Spain is emerging as an attractive tourist destination, while impressing with its remarkable economic growth rate, competing with even the United States.
Spain is emerging as an attractive tourist destination, leading Europe in growth and competing on par with the US. (Source: sandaya.co.uk) |
Many factors have contributed to the economy's resilience, from a boom in tourism to its resilience to global fluctuations.
Tourism has played a key role in Spain's economic growth in recent years. According to the Bank of Spain, it is a "fundamental" driver that will help Spain become the fastest-growing major economy in Europe by 2024, even surpassing the United States, according to estimates by the International Monetary Fund (IMF).
Spain's gross domestic product (GDP) could grow by 3.1% in 2024, compared with an estimated 2.8% growth in the US, the IMF said. Europe's fourth-largest economy is also expected to post strong growth of 2.7% in 2023.
Spain's Economy Minister Carlos Cuerpo has said tourism is a key factor in the country's strong growth from 2021 onwards, following the Covid-19 pandemic.
Other experts agree.
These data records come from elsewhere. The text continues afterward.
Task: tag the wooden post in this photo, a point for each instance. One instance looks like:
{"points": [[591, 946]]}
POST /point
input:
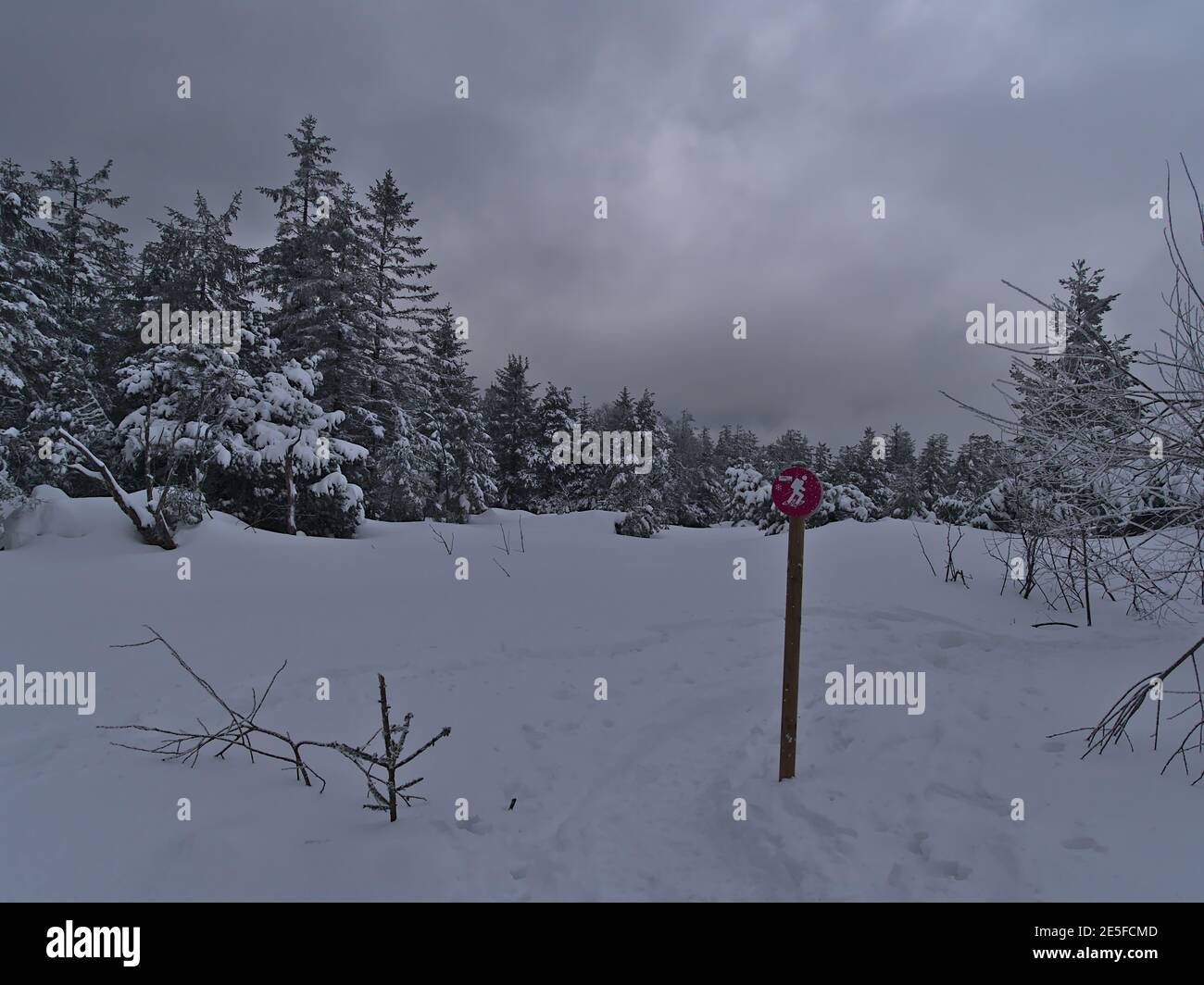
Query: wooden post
{"points": [[790, 655], [1086, 576]]}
Toni Roldan, director of the Esade Center for Economic Policy, said the tourism industry is doing very well and has changed in nature. Spanish tourism is no longer just about “cheap beach vacations” but also includes high-end experiences such as visiting famous wineries.
Spain’s Ministry of Industry and Tourism estimates that 94 million foreign tourists visited last year, a record number, spending around 126 billion euros ($132 billion). Tourism’s contribution to the economy has also increased significantly, accounting for more than 12% of Spain’s GDP in 2023 and almost the same proportion of total employment.
In addition, immigration has also contributed to Spain's economic growth. About half a million net immigrants have arrived in Spain each year since 2021, adding to the country's labor and consumer base. Since most immigrants come from Latin America, economic integration is easier due to language and cultural similarities.
Another advantage for Spain is that it sources natural gas mainly from North Africa, which will help it avoid sharp energy price increases after the Russia-Ukraine conflict in 2022. Meanwhile, high energy costs have held back German industry, one of the factors that has weakened Europe’s largest economy over the past two years.
Another strength of Spain is that it is less dependent on exporting goods to the US than other European countries.
Spain’s exports to the US will account for just 1.3% of GDP in 2023, compared with 3.1% for the 20 economies that use the euro, George Buckley, Nomura’s chief European economist, said, citing IMF data. That means Spain will be less affected by the proposed import tariffs on goods proposed by US President Donald Trump.
Although economists predict a slowdown in Spain's growth, the country is still expected to continue to outperform the Eurozone over the next year or two.
The IMF forecasts Spain will grow 2.3% this year, while the eurozone is forecast to grow 1% and the US economy 2.7%. However, weaker US growth in 2025 will leave the US far behind Europe’s “star” economy, according to Citi, which has similar growth forecasts for Spain and the eurozone.